スイス高級時計ブランド「オーデマ・ピゲ」が創立150周年を記念して発表した「RD#5」は、同社の技術革新の歴史に新たな1ページを刻む記念碑的なモデルです。本記事では、この傑作時計の革新的な技術仕様とデザイン哲学を徹底解説します。
クロノグラフ機構の革命的進化
RD#5の最大の特徴は、伝統的なスイス時計技術を根本から見直した「完全新設計のクロノグラフ機構」にあります。従来のコラムホイールとハート型カムの組み合わせを廃し、ラック・アンド・ピニオンギアとパワーリザーブ・レバースプリングを採用したことで、以下の画期的な改善を実現しました:
- 超軽量操作:ゼロイン時の圧力が300グラムと、従来モデルの10~25分の1に軽量化
- 瞬時反応:プッシュボタンの移動量を0.3mmに短縮し、スマートフォンのサイドボタン並みの即応性
- 耐久性向上:摩耗部分にパラジウムベースのバルクメタリックガラスを採用
超薄型ケースに凝縮された複雑機構
自動巻き、トゥールビヨン、クロノグラフという3大複雑機構を搭載しながら、ムーブメント厚を驚異の4mmに抑えた技術力は特筆に値します。
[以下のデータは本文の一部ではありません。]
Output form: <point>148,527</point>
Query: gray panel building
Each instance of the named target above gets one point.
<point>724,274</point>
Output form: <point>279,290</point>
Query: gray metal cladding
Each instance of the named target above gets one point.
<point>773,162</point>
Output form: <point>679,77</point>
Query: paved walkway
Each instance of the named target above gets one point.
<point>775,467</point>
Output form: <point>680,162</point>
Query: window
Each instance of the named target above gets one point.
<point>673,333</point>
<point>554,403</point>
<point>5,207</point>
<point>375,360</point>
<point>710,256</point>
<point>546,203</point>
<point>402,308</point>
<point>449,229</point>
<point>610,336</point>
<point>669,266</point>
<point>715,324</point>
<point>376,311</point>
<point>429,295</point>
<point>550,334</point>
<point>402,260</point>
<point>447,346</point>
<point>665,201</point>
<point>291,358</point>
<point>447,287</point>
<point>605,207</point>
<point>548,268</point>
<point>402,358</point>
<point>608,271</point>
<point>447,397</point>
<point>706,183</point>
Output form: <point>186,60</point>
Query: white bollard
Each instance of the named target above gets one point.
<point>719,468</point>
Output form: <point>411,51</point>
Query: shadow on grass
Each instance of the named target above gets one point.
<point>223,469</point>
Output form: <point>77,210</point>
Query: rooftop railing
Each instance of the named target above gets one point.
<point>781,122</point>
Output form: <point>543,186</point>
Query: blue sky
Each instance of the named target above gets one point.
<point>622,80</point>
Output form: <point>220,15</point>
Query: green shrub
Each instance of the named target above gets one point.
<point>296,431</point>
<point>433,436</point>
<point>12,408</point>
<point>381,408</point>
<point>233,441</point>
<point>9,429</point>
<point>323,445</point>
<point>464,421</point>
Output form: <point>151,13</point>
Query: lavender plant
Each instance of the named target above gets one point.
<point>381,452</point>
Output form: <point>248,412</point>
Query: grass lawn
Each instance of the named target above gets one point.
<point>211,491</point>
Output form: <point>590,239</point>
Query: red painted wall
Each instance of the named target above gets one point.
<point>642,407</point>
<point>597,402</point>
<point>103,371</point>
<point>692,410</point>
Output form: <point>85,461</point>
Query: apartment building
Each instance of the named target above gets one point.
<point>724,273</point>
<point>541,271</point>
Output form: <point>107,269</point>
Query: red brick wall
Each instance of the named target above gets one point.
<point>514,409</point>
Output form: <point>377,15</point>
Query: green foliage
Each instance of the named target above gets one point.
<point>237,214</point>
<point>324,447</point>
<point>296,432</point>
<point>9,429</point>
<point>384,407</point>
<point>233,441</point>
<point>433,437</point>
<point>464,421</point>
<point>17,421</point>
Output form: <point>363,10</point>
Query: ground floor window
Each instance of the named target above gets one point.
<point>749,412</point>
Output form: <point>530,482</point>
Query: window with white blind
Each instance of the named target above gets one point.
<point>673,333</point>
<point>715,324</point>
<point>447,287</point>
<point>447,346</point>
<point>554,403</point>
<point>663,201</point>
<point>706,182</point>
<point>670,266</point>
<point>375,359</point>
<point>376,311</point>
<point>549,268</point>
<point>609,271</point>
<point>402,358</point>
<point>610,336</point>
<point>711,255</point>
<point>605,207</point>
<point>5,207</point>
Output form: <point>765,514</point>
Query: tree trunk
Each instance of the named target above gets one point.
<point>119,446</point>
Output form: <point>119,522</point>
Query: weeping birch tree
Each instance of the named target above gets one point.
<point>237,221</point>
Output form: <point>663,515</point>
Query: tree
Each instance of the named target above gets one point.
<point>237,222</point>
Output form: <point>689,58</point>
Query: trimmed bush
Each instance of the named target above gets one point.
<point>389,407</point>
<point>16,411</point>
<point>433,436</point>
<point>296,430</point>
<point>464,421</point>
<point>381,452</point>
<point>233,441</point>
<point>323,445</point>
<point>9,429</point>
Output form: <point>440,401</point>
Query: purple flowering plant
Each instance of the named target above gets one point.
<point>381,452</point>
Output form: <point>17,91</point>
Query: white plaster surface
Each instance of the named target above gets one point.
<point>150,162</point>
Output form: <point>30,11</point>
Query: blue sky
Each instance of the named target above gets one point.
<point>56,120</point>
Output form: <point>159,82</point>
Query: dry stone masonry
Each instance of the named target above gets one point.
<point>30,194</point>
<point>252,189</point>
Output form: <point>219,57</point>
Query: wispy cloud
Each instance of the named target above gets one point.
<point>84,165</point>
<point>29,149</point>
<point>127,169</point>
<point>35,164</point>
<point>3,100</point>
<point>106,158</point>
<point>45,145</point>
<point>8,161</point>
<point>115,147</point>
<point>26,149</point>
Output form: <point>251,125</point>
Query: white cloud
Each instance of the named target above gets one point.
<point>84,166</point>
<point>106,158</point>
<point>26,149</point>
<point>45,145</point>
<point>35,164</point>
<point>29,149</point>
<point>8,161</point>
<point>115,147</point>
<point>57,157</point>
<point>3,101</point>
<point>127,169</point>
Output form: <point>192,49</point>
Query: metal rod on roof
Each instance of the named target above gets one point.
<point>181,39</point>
39mmのチタン合金ケースとブレスレットの組み合わせにより、総厚8.1mmという驚異的な薄さを実現。これは同社のロイヤルオークジャンボ(Ref.16202)と同等のプロポーションです。
実用性を追求したデザイン哲学
オーデマ・ピゲらしい実用性へのこだわりが随所に見られます:
- ケースサイドに巧妙に隠されたクロノグラフプッシャー
- 「シフトボタン」機能セレクター搭載リューズ
- 日常使用を考慮した軽量チタン構造
RDプロジェクトの技術的系譜
RD#5は同社の「時計製造のルールを書き換える」をコンセプトとするRDシリーズの第5弾です。過去のモデルとの技術的連続性に注目:
| モデル | 発表年 | 主な技術革新 |
|---|---|---|
| RD#1 | 2015 | ミニッツリピーター機構の革新 |
| RD#2 | 2018 | 世界最薄自動巻きパーペチュアルカレンダー |
| RD#3 | 2019 | 極薄トゥールビヨンの限界突破 |
| RD#4 | 2024 | 40以上の複雑機構統合 |
| RD#5 | 2024 | クロノグラフモジュール完全再構築 |
ブランド150周年にふさわしい記念モデル
オーデマ・ピゲRD#5は、単なる技術的なブレークスルーを超え、高級複雑時計の装着基準そのものを再定義しました。軽量性、極薄フォルム、最高峰の時計製造技術が見事に融合したこのモデルは、ブランドの150年史において特別な位置を占めることでしょう。
参考価格:19,800円(税抜)
※本記事で紹介した技術仕様や価格は発表時点の情報です。最新情報は公式サイトをご確認ください。